The Risk Assessment Committee of the European Chemical Agency released a scientific opinion alerting that the risk associated with dermal occupational exposure to bisphenol A (BPA) via thermal paper might not be adequately controlled because the estimated exposure was around twice the Derived No Effect Level (DNEL) and the European Commission will effectively restrict BPA in thermal paper as soon as 2020. Bisphenol S (BPS) is currently being used as a BPA surrogate and is already widespread in thermal paper receipts. Based on publically available information in the scientific literature, we assessed the risk associated with dermal BPS exposure via thermal paper for the general and occupational populations to compare with BPA situation. We developed two exposure scenarios; one based on the total excreted BPS and another on exposure estimations by transferring BPS from the thermal paper matrix to skin. Both scenarios yielded similar exposures for the general population (0.016–0.013 µg/kg bw/day), but the exposure estimated for the workers in the second scenario (0.96 µg/kg bw/day) was around 17-fold higher than that estimated for the workers in the first scenario. The systemic DNELs for the general and workers populations were 0.45 and 0.91 µg BPS/kg bw/day, respectively, which were 4.6- and 19-fold higher than the respective dermal DNELs.
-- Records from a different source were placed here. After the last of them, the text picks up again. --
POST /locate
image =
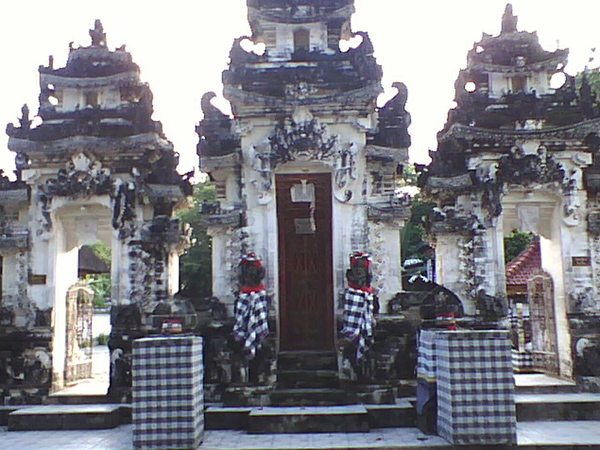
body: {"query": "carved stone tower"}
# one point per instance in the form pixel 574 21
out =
pixel 516 153
pixel 306 169
pixel 97 168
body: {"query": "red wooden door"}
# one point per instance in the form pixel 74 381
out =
pixel 305 261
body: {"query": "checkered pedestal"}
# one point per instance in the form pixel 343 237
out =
pixel 168 394
pixel 475 388
pixel 522 361
pixel 426 382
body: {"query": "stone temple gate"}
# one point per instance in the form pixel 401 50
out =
pixel 306 229
pixel 97 168
pixel 520 152
pixel 306 169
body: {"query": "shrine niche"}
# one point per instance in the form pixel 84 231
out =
pixel 79 309
pixel 517 153
pixel 97 168
pixel 543 334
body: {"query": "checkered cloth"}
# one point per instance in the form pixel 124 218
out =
pixel 251 312
pixel 475 388
pixel 359 321
pixel 522 361
pixel 168 393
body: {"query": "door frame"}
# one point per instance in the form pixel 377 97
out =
pixel 330 304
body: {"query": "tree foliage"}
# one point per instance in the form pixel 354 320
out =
pixel 516 243
pixel 195 267
pixel 413 234
pixel 101 282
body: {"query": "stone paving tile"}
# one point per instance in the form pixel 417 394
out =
pixel 583 432
pixel 540 434
pixel 558 398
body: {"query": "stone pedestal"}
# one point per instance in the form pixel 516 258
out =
pixel 168 395
pixel 475 387
pixel 426 382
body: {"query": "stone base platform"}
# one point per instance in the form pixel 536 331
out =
pixel 65 417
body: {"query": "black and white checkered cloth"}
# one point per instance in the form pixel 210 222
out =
pixel 475 388
pixel 359 321
pixel 168 393
pixel 251 312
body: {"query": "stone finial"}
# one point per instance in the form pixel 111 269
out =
pixel 97 34
pixel 509 20
pixel 24 120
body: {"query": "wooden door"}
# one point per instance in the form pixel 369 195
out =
pixel 540 296
pixel 305 261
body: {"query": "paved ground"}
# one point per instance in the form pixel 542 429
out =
pixel 543 435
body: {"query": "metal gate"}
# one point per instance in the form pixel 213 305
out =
pixel 540 295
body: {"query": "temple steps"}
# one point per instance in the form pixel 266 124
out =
pixel 78 400
pixel 307 360
pixel 311 419
pixel 557 407
pixel 308 397
pixel 65 417
pixel 537 383
pixel 307 379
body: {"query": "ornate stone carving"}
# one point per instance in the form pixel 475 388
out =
pixel 306 140
pixel 124 210
pixel 97 34
pixel 77 180
pixel 518 168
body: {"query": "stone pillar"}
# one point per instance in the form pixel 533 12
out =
pixel 475 388
pixel 168 393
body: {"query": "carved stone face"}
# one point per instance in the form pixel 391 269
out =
pixel 251 271
pixel 359 273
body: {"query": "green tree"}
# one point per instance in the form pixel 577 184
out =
pixel 515 243
pixel 413 234
pixel 195 266
pixel 101 282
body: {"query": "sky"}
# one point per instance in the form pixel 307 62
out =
pixel 182 46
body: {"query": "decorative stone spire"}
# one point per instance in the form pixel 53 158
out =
pixel 509 20
pixel 97 34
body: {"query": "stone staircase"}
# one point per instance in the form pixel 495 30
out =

Risk Characterisation Ratio (RCR) (estimated exposure through urinary excretion compared with the systemic DNEL) in the first and most reliable scenario suggested that the risk was adequately controlled. In the second scenario, however, the RCR suggests that the risk might not be adequately controlled for both the general population and workers. This work raises the necessity of generate more toxicodynamic and toxicokinetic information, specially using dermal exposures, to properly assess the risk associated to dermal BPS exposure because the situation might presumably get worse after 2020.